Ich hab ein kleines Logo, was ich aber gern als Desktop Icon verwenden will.
Wisst ob oder wie ich es mit PS 7.0 hinbekomme
das ich es als Icon nutzen kann ?
Währe echt super!
bis dann...

krusty


----------



## xelix (12. Oktober 2005)

Mit Photoshop selber geht das nicht.
Ich benutze da IrfanView um die Bilder als .ico abzuspeichern.


----------



## Krusty-Ac (12. Oktober 2005)

Aber dann ist das nicht Transparent?
Kann man das ändern ?

Edit: habs schon... Danke !


----------



## xelix (12. Oktober 2005)

Also du erstellst dein icon mit PS.
Das Icon muss auf einem farbigen Hintergrund sein (am besten die Farbe, die nicht in dem Icon vorkommt.)
Bei IrfanView kann man dann die Farbe auswählen, welche nachher transparent sein soll.

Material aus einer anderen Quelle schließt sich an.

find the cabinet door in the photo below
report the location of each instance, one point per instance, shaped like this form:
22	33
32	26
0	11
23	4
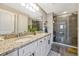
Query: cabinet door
14	53
27	50
39	50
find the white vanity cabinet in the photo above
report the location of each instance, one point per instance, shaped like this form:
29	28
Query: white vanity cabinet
48	46
43	46
28	50
39	49
14	53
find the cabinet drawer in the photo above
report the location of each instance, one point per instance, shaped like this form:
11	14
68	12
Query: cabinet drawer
14	53
27	50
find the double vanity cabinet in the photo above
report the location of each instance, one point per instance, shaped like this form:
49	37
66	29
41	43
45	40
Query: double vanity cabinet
38	47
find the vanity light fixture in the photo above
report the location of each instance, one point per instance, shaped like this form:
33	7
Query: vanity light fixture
64	12
23	4
31	6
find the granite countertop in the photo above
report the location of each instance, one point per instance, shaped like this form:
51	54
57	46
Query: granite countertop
6	46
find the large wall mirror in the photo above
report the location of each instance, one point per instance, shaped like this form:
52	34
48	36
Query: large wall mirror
6	22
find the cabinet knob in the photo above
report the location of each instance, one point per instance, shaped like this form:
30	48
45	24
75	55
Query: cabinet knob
40	41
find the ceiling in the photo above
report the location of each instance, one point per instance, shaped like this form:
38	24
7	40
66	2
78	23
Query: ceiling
58	7
18	7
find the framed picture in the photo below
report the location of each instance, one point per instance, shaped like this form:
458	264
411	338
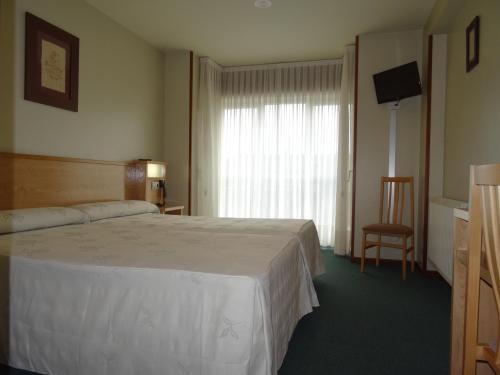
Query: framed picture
51	66
472	44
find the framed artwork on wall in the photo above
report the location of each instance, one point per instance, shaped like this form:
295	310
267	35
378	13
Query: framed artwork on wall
51	65
472	44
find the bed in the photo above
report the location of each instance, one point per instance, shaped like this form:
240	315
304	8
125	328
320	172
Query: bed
154	294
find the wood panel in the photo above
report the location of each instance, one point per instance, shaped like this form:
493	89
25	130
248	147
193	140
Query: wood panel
43	181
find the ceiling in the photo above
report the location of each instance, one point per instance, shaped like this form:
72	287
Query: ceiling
234	32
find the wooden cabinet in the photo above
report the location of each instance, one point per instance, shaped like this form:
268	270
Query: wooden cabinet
488	321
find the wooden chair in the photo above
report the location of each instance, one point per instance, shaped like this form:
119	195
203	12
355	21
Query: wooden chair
484	242
391	215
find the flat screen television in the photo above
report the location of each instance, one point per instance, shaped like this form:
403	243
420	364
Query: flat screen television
398	83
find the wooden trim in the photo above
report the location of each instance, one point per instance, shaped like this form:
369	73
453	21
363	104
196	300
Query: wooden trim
11	155
191	64
354	149
425	228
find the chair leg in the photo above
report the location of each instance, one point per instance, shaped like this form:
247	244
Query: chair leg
405	253
363	252
377	262
412	254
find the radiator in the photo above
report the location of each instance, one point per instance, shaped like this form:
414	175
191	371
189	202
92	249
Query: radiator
440	235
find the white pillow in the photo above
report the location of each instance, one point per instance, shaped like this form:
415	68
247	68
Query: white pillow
105	210
12	221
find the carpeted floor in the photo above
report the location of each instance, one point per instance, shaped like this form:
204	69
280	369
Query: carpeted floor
372	323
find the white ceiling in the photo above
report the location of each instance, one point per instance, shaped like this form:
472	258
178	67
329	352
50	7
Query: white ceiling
234	32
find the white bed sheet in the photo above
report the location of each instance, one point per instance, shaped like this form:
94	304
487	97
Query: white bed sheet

So hab ich mir meine eigenen Icons für Ps und Icq gemacht 
An den Rändern sieht das zwar nicht soo sauber aus, aber egal  :-(



Edit: Zu spät


----------



## Krusty-Ac (12. Oktober 2005)

Und wie kann ich das sauberer machen ?
Also das da keine Ecken mehr sind ?


----------



## xelix (12. Oktober 2005)

Da bin ich echt überfragt..
Diese Ecken kommen glaube ich nur, wenn man ein Foto in ein Icon umwandelt. Es gibt aber auch spezielle Programme, wo man die Icons selber malen kann. 
Ein gutes Programm ist Microangelo HIER 


Gruß, Felix


----------



## oscarr (13. Oktober 2005)

ICO Format Plugin für Photoshop


----------